SCOTT SIMPSON, Vancouver Sun, July 30, 2010
But a government official says cap-and-trade program, carbon tax will be mutually exclusive
British Columbia industries will face two sets of environmental regulations for their greenhouse gas emissions.
At a conference call on Thursday by the Environment Ministry's Climate Action Secretariat, a government official said B.C.'s major industries will still pay carbon taxes after the 2012 introduction of a cap-and-trade program regulating their smokestack emissions.
Cap-and-trade regulations will apply to emissions from stationary assets such as smelters and gas processing plants, while the carbon tax would apply to transportation fuel such as diesel for large mining trucks.
Secretariat chief negotiator Tim Lesiuk said the taxes would be mutually exclusive.

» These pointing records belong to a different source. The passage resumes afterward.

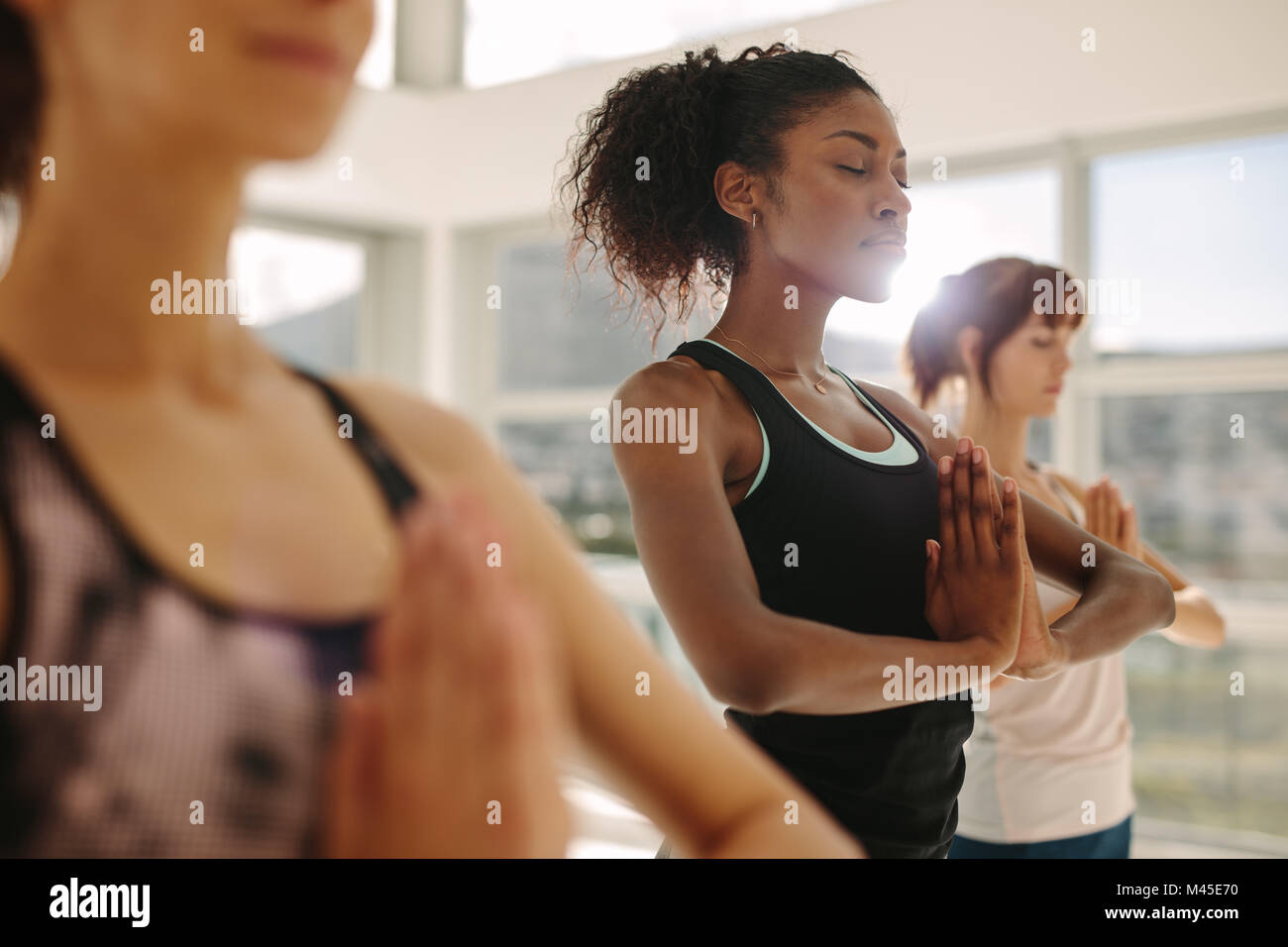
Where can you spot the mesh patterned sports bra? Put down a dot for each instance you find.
(214, 723)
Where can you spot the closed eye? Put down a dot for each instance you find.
(905, 184)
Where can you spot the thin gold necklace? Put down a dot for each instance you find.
(777, 371)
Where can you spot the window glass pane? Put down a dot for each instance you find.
(376, 69)
(506, 40)
(953, 226)
(1214, 504)
(304, 294)
(576, 475)
(1198, 232)
(552, 335)
(1201, 755)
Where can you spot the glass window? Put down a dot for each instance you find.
(953, 226)
(578, 476)
(1210, 501)
(304, 294)
(1197, 235)
(376, 69)
(506, 42)
(1202, 755)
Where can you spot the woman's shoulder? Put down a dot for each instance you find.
(1065, 480)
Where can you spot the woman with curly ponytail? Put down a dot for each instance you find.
(343, 647)
(836, 589)
(1042, 748)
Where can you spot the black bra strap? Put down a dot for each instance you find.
(397, 487)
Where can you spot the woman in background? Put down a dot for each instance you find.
(1048, 764)
(230, 539)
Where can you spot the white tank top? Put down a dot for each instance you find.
(1050, 759)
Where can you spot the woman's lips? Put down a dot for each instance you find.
(301, 53)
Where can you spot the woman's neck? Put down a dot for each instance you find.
(1005, 434)
(759, 315)
(116, 217)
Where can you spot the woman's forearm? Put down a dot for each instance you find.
(1122, 600)
(1198, 622)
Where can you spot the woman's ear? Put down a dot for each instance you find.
(733, 187)
(970, 350)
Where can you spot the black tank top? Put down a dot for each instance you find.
(198, 702)
(859, 531)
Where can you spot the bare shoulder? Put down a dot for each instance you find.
(673, 382)
(1067, 482)
(721, 421)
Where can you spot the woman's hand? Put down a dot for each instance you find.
(1113, 521)
(451, 750)
(975, 571)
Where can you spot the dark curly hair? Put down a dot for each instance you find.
(997, 298)
(664, 235)
(20, 98)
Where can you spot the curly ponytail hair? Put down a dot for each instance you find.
(20, 98)
(664, 232)
(997, 298)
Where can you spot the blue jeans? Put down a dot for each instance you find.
(1108, 843)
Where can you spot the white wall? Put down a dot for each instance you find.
(961, 75)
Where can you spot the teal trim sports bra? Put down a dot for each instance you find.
(898, 454)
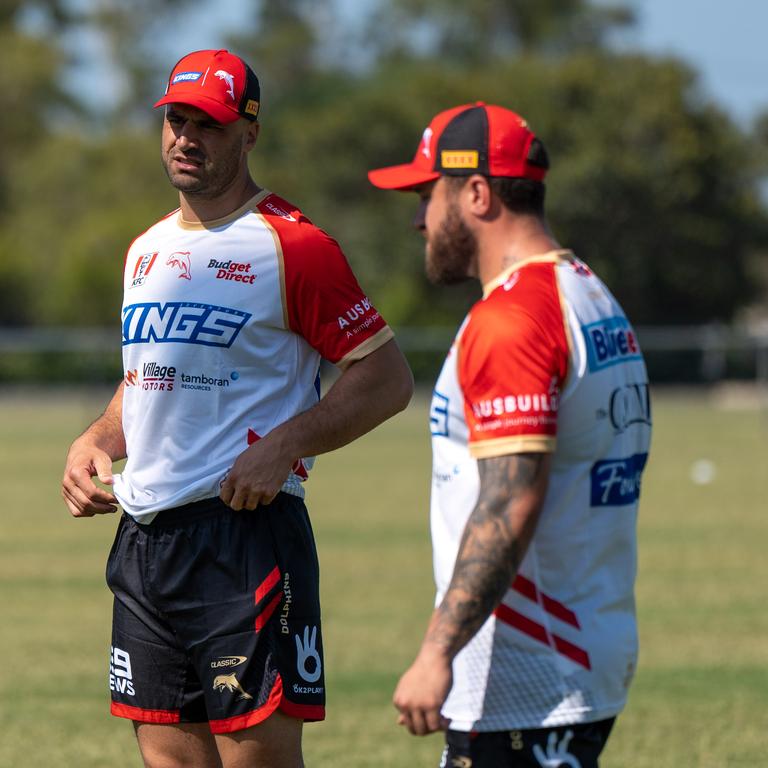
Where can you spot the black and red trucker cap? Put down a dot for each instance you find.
(473, 138)
(218, 82)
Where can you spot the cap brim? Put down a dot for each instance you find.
(406, 176)
(217, 111)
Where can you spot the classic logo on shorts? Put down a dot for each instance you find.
(228, 661)
(144, 264)
(120, 676)
(616, 482)
(230, 683)
(182, 322)
(610, 342)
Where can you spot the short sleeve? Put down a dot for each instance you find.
(513, 359)
(323, 300)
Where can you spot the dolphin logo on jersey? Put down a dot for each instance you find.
(180, 260)
(229, 79)
(230, 683)
(425, 139)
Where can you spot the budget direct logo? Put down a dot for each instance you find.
(610, 342)
(616, 482)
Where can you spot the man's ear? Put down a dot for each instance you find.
(479, 195)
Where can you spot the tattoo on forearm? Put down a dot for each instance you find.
(492, 546)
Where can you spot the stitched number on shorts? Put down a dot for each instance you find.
(557, 754)
(305, 651)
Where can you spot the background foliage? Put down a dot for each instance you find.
(651, 184)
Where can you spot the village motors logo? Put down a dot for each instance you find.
(609, 342)
(153, 376)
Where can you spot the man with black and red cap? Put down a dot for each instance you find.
(230, 303)
(540, 424)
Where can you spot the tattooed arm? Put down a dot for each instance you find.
(497, 534)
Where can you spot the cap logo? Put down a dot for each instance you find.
(460, 158)
(183, 77)
(425, 139)
(230, 80)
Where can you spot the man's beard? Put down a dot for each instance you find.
(208, 184)
(451, 250)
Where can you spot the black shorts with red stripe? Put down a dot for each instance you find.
(216, 616)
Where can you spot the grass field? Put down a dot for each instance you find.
(700, 699)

"There have been repeated commitments from the government that we won't double-regulate emitters," Lesiuk said.
"Cap-and-trade would only cover up to one-third of B.C.'s emissions. We will put those emissions under the cap and trade and not have them under the carbon tax.
"The other two-thirds of the emissions in B.C. would remain under the carbon tax -- the transportation, residential and commercial.
"We are also working with the federal government under our agreement in principle to ensure that there isn't a double regulation between the provincial government and the federal government."
The secretariat promised two weeks ago that it would be releasing a pair of discussion papers on the new regulations, but it was announced during the conference call that the release will be delayed until mid-September.
However a number of details about the structure of the new program were discussed.
B.C. is introducing the regulations as part of its commitment to the Western Climate Initiative, a group of 11 North American provinces and states that have agreed to form a single association in support of greenhouse gas reductions -- employing tactics such as the establishment of a carbon credit trading hub.
Lesiuk said the trading hub will be open to the public.
That means speculators such as U.S. investment houses, hedge funds and commodity traders will be able to trade in credits representing individual tonnes of emission -including the use of financial products such as futures contracts and derivatives.
Lesiuk said the B.C. Securities Commission would be involved in development of the new trading product -- which could potentially drive up the price industries would have to pay if they want to ramp up production (and increase their own emissions tonnage).
One participant in the call, carbon market analyst Alyden Donnelly, suggested in a subsequent interview that if the carbon tax and cap-and-trade systems are successful in driving down emission levels, the government will see its carbon-related revenues drop.
That would have a negative impact on revenue to the province, since the carbon tax in particular was designed to be revenue neutral.
If revenues from the carbon tax drop, there's no mechanism other than a tax increase to make up the shortfall, Donnelly said.
Several jurisdictions in Europe, where carbon trading schemes are well advanced, are already experiencing shortfalls of this nature, she added.
Conference call participants were also warned by a representative from the single largest participant in the Western Climate Initiative that it may be forced by the state's voters to pull out of the scheme.
Energy industry lobbyists and an anti-tax group in California are circulating a petition to stop the state from imposing any limits on carbon dioxide emissions on the premise that the U.S. economic recession makes climate-focused laws unaffordable.